Hacker interest in obtaining trade secrets, inside information, or political advantage:
When we think of the cybersecurity and data privacy needs of businesses, the first thoughts are often about protecting personally identifiable information (PII) of customers and employees (such as their usernames, passwords, financial account information, health information, etc.). And, there are several laws in place at the state, federal, and international levels aimed at ensuring that businesses protect PII from hackers who wish to steal it and sell it on the black market.
But what about other sensitive information that businesses want to protect? Hackers have a growing wish list of types of information they’d like to obtain in 2017. For example, financially motivated hackers are becoming increasingly interested in obtaining trade secrets, business plans, and even information that can be used for insider trading, such as merger and acquisition plans. Moreover, hackers are seeking this information not only directly from the source, but also indirectly from sources that may be less secure, such as a business’ third party vendors, or even law firms. More than ever, in 2017 businesses will need to keep a close eye on the cybersecurity practices of the third parties that have access to their sensitive information.
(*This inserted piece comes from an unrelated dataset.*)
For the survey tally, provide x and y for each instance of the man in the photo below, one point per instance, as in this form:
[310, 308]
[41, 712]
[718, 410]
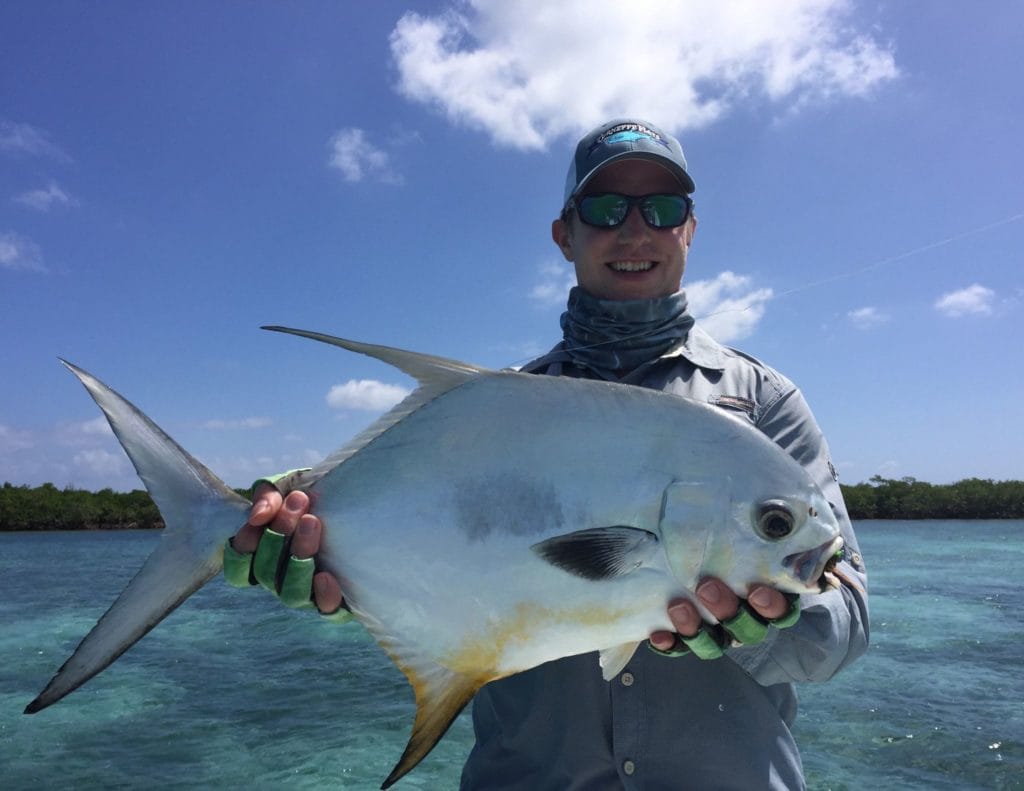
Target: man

Of course, one of the lessons finally learned (I hope) in 2016 is that hackers are no longer motivated solely by financial gain. Hackers are now also acting on political motivations, and are more than willing to steal an organization’s private information (such as email content) and make it public to politically embarrass the victim.
This type of hacking by nation states has been on the rise, and will continue in 2017. The writing was on the wall when North Korea hacked Sony’s email in late 2014. And by now, we’ve all learned about Russia’s interest interfering with elections. In the 2016 US Presidential election, this was a lesson the Democratic party learned the hard way. Unfortunately, I don’t think Russia’s efforts will end there. The German election is in October of 2017, and Russia is not a fan of Angel Merkel.
The laws aimed at protecting an organization’s customer and employee PII are unlikely to apply to hacks of an organization’s other sensitive information, such as trade secrets and email. However, there are other laws that come into play, such as the Defend Trade Secrets Act (which, in addition to prohibiting theft of trade secrets, includes seizure provisions a business can use to recover and prevent dissemination of trade secrets) and the Computer Fraud and Abuse Act.
Businesses already had sufficient reason to have good cybersecurity practices when the primary concern was protecting PII (loss of customers and revenue, class action lawsuits, regulatory scrutiny, etc.). In 2017, organizations can add protecting their own trade secrets, plans, and reputations to the list. Fortunately, many of the same cybersecurity practices that should be followed to comply with the law and protect PII will also help organizations protect their other valuable information and reputations.
2017 will be an interesting, eventful, and busy year for cybersecurity and data privacy, and I look forward to helping my clients through it.